Twice-Baked Potatoes
Ingredients
Method
- Step 1: Prep and Bake the Potatoes
Preheat the oven to 400°F (200°C). Scrub and dry the potatoes, then pierce each several times with a fork. Toss with canola oil and salt to coat. Place directly on the oven rack with a baking sheet below to catch drips. Bake for about 1 hour until the skins are crisp and a knife slides easily through. Cool slightly. - Step 2: Scoop Out the Flesh
Slice the top third off each potato lengthwise. Scoop out the fluffy flesh, leaving a thin ¼-inch shell. Transfer the flesh to a bowl and place the hollow skins on a parchment-lined baking sheet. - Step 3: Make the Filling
Mash the potato flesh until smooth. Stir in butter, milk, sour cream, and cheese until creamy. Season with salt and black pepper, and fold in chives if using. Mix just until combined for a fluffy texture. - Step 4: Fill and Bake Again
Spoon the filling evenly into the potato shells, mounding slightly. Bake for 10–12 minutes, until hot and lightly golden on top.
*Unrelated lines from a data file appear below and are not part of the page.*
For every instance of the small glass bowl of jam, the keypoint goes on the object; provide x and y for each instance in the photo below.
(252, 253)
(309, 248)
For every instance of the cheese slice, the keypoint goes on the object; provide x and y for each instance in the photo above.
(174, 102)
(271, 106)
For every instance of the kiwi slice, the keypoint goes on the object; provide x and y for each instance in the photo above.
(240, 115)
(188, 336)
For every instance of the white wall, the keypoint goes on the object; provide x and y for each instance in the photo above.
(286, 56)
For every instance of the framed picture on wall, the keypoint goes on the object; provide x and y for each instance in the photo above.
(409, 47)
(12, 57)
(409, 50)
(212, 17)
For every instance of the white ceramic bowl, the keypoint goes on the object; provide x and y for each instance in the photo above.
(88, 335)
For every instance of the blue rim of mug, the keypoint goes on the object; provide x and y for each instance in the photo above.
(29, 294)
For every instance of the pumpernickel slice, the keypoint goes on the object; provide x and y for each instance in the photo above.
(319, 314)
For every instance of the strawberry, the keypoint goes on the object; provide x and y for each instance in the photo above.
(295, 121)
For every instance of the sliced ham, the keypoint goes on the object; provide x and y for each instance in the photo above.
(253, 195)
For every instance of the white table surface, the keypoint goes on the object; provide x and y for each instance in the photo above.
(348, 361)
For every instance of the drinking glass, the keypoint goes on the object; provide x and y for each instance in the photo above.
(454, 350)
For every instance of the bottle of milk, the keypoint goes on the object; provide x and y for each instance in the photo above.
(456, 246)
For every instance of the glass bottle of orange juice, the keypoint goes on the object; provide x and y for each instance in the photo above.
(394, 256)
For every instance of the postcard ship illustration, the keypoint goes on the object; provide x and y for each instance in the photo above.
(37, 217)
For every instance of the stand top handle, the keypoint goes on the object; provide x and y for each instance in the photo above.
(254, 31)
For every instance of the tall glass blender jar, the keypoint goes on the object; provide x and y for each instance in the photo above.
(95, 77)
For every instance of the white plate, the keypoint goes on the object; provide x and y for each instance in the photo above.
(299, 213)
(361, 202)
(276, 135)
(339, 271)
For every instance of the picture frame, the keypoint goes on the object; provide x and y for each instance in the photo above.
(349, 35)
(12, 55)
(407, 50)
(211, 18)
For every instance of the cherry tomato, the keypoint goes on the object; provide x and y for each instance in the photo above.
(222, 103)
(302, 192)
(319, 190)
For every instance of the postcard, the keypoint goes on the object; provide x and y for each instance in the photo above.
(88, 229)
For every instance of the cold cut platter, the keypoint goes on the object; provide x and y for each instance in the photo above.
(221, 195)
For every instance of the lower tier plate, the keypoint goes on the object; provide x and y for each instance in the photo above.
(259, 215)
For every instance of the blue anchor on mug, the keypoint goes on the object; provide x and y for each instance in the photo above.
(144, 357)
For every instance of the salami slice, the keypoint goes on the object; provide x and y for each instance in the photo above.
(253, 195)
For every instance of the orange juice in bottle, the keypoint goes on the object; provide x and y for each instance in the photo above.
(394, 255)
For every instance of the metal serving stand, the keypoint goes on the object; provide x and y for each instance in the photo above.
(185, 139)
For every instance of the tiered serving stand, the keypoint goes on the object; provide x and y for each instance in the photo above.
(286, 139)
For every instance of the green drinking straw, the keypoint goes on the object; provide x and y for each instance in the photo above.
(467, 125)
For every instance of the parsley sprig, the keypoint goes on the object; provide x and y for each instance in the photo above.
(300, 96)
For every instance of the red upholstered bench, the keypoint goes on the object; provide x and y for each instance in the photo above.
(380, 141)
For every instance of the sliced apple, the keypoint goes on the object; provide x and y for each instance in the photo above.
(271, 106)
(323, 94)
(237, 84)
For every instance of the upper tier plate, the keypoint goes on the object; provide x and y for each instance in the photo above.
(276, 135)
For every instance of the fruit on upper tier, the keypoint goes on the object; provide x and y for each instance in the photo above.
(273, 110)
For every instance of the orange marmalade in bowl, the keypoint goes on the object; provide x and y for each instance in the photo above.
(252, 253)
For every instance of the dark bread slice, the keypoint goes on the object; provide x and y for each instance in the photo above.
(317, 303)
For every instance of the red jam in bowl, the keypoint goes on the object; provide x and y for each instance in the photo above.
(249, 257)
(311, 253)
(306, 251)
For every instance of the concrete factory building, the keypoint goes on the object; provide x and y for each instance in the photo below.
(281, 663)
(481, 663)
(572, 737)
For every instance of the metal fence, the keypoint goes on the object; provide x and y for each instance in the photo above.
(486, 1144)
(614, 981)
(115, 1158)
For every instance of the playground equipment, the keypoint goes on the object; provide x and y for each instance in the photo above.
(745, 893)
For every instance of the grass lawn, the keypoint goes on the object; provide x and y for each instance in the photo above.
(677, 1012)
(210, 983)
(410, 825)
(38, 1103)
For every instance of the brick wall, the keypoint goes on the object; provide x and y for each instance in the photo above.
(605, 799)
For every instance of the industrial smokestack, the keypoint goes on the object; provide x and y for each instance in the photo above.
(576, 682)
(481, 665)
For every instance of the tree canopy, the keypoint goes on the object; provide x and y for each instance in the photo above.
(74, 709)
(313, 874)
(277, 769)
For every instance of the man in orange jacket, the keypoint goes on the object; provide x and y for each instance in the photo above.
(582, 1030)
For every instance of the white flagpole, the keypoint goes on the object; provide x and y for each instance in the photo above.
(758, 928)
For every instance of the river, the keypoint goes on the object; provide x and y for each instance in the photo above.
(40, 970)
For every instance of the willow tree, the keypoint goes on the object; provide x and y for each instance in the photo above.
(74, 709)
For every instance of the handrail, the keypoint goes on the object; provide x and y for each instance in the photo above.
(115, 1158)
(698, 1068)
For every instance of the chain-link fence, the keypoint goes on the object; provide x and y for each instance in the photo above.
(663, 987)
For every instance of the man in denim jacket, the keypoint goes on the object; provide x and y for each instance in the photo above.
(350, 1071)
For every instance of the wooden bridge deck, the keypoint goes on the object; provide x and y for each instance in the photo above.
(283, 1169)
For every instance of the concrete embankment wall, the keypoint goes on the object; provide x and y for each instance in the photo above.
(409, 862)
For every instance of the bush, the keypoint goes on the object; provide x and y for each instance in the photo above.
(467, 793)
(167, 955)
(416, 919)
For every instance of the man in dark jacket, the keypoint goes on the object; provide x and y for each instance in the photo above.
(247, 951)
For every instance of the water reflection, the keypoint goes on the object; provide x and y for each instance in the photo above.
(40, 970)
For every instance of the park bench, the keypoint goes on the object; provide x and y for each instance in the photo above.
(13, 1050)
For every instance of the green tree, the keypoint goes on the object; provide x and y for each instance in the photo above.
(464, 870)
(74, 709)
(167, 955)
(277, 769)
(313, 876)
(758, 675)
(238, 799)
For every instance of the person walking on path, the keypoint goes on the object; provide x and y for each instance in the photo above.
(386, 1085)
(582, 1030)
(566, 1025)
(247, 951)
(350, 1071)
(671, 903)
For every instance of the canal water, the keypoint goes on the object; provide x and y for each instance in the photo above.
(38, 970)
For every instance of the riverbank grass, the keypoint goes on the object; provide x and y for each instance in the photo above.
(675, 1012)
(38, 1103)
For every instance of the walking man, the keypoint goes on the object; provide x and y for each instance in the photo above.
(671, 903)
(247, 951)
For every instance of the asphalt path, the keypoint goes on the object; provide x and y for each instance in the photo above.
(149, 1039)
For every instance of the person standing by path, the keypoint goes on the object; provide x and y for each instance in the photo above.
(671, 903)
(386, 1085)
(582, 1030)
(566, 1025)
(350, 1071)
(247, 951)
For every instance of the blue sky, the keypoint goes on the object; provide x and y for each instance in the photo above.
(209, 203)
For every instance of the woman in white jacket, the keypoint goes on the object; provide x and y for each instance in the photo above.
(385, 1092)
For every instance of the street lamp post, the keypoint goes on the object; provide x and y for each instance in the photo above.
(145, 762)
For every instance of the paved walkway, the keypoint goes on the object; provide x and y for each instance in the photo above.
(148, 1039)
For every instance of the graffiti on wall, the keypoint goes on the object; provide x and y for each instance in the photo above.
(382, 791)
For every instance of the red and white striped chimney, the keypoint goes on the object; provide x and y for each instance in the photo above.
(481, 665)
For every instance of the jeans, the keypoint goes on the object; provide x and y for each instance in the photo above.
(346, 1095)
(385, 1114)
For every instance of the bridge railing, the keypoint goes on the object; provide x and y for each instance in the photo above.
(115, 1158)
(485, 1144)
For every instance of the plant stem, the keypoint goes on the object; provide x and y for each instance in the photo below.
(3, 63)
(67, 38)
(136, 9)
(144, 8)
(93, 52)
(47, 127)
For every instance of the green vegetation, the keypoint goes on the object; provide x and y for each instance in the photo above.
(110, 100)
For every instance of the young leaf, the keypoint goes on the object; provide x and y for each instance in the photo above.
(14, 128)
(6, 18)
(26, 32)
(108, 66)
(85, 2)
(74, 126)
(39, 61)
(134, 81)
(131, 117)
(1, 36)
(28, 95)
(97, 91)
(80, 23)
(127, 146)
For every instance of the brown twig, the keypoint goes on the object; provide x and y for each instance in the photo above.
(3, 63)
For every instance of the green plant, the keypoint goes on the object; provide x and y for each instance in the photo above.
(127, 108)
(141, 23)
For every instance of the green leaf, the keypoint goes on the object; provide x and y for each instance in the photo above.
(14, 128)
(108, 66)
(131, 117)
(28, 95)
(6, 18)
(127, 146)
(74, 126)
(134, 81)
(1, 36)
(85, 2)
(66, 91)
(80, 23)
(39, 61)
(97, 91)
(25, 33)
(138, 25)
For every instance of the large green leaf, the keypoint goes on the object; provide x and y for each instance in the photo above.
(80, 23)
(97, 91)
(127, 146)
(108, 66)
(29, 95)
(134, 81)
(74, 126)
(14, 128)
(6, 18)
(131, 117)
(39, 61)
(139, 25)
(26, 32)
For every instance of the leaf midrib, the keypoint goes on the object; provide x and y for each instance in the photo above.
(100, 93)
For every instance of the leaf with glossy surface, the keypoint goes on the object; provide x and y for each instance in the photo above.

Serve immediately.
Notes
Conclusion
These Twice-Baked Potatoes are everything you love about classic comfort food — warm, creamy, cheesy, and completely satisfying. They’re elegant enough for holidays yet simple enough for weeknights. Once you’ve mastered the technique, the variations are endless!
If you make this recipe, please leave a star rating and comment below — I’d love to hear your favorite toppings or creative twists. Don’t forget to share your creations on Pinterest or Facebook and tag us so we can see your delicious version!
Frequently Asked Questions (FAQ)
Can I make Twice-Baked Potatoes ahead of time?
Absolutely! Prepare the potatoes through Step 3, cover, and refrigerate for up to 2 days. When ready to serve, bake at 350°F until heated through.
Can I use a different type of potato?
Russet potatoes are best for fluffiness, but Yukon Golds work too — they’ll be creamier and slightly denser.
Can I make them vegetarian or lighter?
Yes! Use reduced-fat sour cream and cheese, or replace sour cream with Greek yogurt for a protein boost.
Are Twice-Baked Potatoes freezer-friendly?
Yes — freeze the filled (but unbaked) potatoes on a tray, then transfer to freezer bags. Bake from frozen, adding 10–15 minutes to the cooking time.
Why are my potatoes gummy or dense?
That usually happens when the filling is overmixed. Mash gently and just until smooth for the fluffiest results.